Issue 10822

ROR.collector_name can contain a concatenated list of values that should be parsed-out

10822
Reporter: kbraak
Type: Bug
Summary: ROR.collector_name can contain a concatenated list of values that should be parsed-out
Priority: Major
Status: Open
Created: 2012-02-14 15:38:36.951
Updated: 2016-02-15 13:45:38.036
        
Description: ROR.collector_name corresponds to DwC's recordedBy:

"A list (concatenated and separated) of names of people, groups, or organizations responsible for recording the original Occurrence. The primary collector or observer, especially one who applies a personal identifier (recordNumber), should be listed first."

In the current OLD processing, we grab all collector names for a dataset, and write string tags for them (unparsed). For example, on mogo I have just run:

mysql> select * from string_tag where tag_id = 4161 and entity_id = 94 order by value;

Which gives me 100 collector names (unparsed) for data resource 94.
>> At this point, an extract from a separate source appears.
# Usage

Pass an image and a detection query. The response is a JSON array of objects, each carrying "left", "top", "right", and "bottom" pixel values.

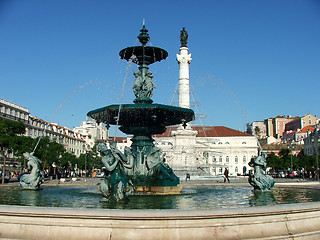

I'm not sure how the string tags actually get used in the OLD Portal though.

Anyways, the whole point to actually parsing them properly is that collector names and identifier names might become more important in the new Portal. Collectors are something users may search for, though standardisation/clustering will be a mess ("Charles Darwin"). Identifiers (as in persons having identified a taxon) may become important in the context of data quality markers.]]>